La chronique de Jean Rouzaud.
Gordon Matta Clark (1943- 1978), fils du peintre surréaliste Roberto Matta, et frère de notre camarade Ramuntcho Matta, musicien (parmi cinq autres frères et sœurs), a connu une carrière éclair dans les années 70, avant une fin prématurée en 1978.
Sortie d’une école d’Architecture (Cornell University : 1962-1968), il est à New York et démarre un travail unique, qui sera surnommé « anarchitecture », vu sa démarche radicale et néo anarchiste…
En effet, ses préoccupations sur l’urbanisme, les banlieues, les déshérités, vont trouver à New York, dans le sud du Bronx, à cause du déclin économique et de l’exode vers la banlieue, un terrain d’expérimentation.
Gruyères de béton
Gordon va, après autorisation, et sur des immeubles abandonnés ou voués à la casse, s’emparer des restes, murs, sols et plafonds, pour les percer de grands trous comme des gruyères de béton !!!
Cette méthode de destruction, déconstruction, directement attaquée avec des scies à béton géantes, va donner des arrondis béants, des ouvertures sauvages, des lucarnes rondes permettant de « voir » à travers de nouvelles perspectives !
Dans le Bronx, il pratique des ouvertures carrées dans les sols, laissant des vides vertigineux (Bronx Floors), à travers les étages !
Ces immeubles, hangars, bâtiments, se retrouvent percés d’ouvertures béantes, parfois même sur leurs angles, ouvrant à la fois murs, sols et plafonds (Conical intersects, Paris 1975).
Rage de détruire, rage d’ouvrir
Étrange rage de détruire, d’ouvrir, d’aérer…Pour que l’œil puisse traverser, comme un passe-muraille, les limites du bâti.
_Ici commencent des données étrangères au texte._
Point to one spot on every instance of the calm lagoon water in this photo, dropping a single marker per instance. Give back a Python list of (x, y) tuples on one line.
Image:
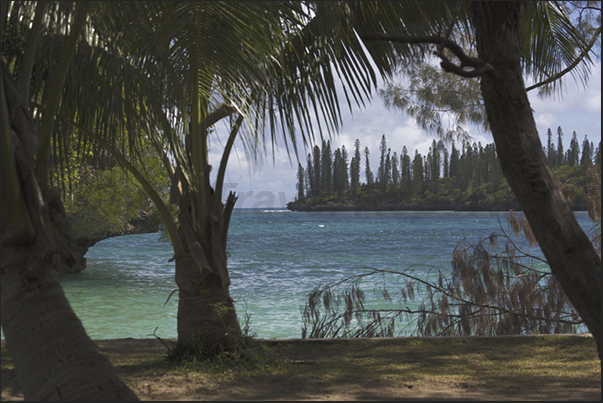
[(276, 257)]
Cette idée d’architecture déconstruite fera des émules du côté des conceptuels et des déconstructivistes, notamment, friands d’idées nouvelles et impatients d’en découdre avec l’architecture classique.
Matta Clark, anarchitecte, veut mettre en cause, faire penser et raisonner autour de l’urbanisme, des exclus, les années 70 étant totalement vouées à la contestation tous azimuts.
Il nous laisse des photos, mais aussi des détails de graffitis, de murs rongés, de quartiers en ruine et d’autres expériences. Il vendra son camion recouverts de graffitis, découpé en petits morceaux.
Imitant les sans-abri qui se logent avec des débris, il exposera aussi un mur de détritus, un « garbage wall » en mémoire des techniques de récup, mais poussées à bout.
Le dadaïste Kurt Schwitters fut le premier a créer des ouvres, sculptures, toiles et bas-reliefs avec ce qu’il ramassait par terre, dès les années 1920 (suivi par Hans et Sophie Arp).
La mémoire de cet anti-architecte est réunie dans une exposition au Musée du Jeu de Paume, avec une centaine d’œuvres et de documents.
Gordon Matta Clark. Anarchitecture. Du 5 juin au 23 septembre 2018, Musée du Jeu de Paume. Paris, place de la Concorde.